Monday, June 5, 2017

It's lonely at the deep end

It has been a while since I posted....not that anyone would notice, with the exception of my dear friend Margaret...Hi Margaret!  :) Oh, I have had a lot to say, just no urgency to say it.  A lack of fire in my belly you might say.  Uninspired.  

The Adoption process is moving along....slowly.  But that is how it goes when you are going through the state I suppose. And this is ok, we need the time for preparations!  And I am not just talking about the house.  Spiritually and emotionally....we are praying for God to prepare us for the child and the child for us.  (I hope there is one out there that will want us!)

But I want to make a wild hair turn in the road here for this post.  Something Dwight and I have been struggling with for quite some time and are frustrated afresh with is the lack of true connection we feel at church.  I googled this topic today with the words, "I don't feel connected at church" and boys howdy, it seems there are a lot of other people who feel the exact same way we do!  (see the comments from the blog:

It's frustrating!

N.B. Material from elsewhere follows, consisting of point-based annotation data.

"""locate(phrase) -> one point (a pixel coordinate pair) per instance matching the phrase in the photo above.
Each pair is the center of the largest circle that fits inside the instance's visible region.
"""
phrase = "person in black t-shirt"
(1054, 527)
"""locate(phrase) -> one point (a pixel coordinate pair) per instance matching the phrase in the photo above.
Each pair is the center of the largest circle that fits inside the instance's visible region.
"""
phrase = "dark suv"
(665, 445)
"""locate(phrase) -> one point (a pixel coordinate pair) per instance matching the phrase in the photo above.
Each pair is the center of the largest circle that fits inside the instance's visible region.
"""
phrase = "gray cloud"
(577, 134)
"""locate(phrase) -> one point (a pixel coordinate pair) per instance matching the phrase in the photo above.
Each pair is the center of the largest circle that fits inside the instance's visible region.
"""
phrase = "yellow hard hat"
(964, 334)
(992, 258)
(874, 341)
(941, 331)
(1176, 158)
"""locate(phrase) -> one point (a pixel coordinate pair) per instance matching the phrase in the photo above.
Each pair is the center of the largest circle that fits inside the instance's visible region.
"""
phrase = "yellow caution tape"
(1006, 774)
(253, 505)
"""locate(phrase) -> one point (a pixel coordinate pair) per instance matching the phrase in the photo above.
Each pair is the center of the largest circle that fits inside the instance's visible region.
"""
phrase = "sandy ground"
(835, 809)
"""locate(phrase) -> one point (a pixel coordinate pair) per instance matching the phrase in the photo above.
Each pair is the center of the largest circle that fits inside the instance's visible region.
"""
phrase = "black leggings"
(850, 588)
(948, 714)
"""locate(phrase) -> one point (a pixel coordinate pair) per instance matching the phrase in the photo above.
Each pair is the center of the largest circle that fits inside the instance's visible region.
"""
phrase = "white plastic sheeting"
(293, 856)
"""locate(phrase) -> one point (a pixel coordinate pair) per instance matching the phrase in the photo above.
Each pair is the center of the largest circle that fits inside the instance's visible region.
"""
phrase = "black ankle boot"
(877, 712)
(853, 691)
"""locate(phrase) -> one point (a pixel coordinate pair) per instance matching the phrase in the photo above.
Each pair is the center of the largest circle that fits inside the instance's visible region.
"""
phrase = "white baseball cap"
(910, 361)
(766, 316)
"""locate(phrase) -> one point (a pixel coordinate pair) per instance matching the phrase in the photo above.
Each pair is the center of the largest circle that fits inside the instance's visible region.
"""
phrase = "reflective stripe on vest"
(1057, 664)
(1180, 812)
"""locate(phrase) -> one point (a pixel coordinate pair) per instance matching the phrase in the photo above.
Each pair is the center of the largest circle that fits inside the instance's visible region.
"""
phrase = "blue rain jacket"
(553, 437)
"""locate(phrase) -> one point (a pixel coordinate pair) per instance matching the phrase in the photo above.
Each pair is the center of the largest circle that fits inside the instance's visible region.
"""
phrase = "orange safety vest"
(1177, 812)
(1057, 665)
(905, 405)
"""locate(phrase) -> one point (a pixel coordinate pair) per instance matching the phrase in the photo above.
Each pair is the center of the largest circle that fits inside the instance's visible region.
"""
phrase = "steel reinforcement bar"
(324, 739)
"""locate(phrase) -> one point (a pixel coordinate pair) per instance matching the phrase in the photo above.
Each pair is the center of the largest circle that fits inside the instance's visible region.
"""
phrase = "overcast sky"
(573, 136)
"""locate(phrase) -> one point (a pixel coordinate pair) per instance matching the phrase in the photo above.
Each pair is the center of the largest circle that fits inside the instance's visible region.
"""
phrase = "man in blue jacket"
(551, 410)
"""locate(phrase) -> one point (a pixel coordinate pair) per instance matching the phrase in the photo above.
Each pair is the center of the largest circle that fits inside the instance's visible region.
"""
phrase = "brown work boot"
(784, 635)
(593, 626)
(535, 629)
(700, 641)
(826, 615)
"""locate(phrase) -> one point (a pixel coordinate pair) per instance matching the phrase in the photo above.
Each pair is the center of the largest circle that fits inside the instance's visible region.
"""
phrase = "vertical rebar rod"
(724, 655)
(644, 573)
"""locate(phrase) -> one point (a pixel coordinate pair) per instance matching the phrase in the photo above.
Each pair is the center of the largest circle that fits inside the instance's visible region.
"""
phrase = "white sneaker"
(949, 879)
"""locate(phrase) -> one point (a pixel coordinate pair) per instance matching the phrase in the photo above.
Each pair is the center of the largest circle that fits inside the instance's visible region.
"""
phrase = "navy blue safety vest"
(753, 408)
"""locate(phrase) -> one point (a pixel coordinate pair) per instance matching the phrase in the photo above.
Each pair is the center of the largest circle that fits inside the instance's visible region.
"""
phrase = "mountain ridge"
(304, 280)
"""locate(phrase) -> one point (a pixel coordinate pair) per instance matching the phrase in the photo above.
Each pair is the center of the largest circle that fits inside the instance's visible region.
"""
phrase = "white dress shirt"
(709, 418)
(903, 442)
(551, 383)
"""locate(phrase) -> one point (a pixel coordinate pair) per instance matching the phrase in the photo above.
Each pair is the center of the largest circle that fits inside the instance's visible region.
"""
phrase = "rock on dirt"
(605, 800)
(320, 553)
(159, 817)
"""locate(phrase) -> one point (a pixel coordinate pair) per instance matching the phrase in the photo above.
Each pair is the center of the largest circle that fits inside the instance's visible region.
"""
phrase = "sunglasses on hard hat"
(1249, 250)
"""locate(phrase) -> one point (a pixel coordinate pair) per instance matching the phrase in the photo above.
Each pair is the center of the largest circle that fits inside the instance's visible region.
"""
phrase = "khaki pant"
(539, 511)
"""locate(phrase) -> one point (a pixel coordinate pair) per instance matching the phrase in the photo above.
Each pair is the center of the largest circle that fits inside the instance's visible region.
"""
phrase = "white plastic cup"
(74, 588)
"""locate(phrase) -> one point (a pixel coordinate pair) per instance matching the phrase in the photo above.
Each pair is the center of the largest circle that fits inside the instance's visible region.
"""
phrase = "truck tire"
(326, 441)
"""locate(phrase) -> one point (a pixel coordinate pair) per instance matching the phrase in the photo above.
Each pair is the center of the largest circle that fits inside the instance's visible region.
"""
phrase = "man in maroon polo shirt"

In this dark, cold world, you would think that if there was any place you could feel safe, loved and accepted, it would be in the church.  Isn't that where hurting people are supposed to run to to find compassion and healing? With the people of God?  Yet, we have found time after time, that after the initial "Hi, we're glad you are here visiting with us, have a loaf of banana bread" has worn off, most people do not really even want to engage with you at all, let alone at a deep level of mutual honesty and brotherly communion.  And that is what I crave.  Sure, I go to church to worship God and hear His word taught.  But I seem to leave the church feeling rather disregarded and empty most of the time.  Can I get a witness?  Why are we so cold and detached to one another?  I tell you, I find more cordiality and friendliness standing in line at the grocery store with a stranger than I feel at the House of God sometimes.  WHAT IS WRONG WITH THIS PICTURE?!  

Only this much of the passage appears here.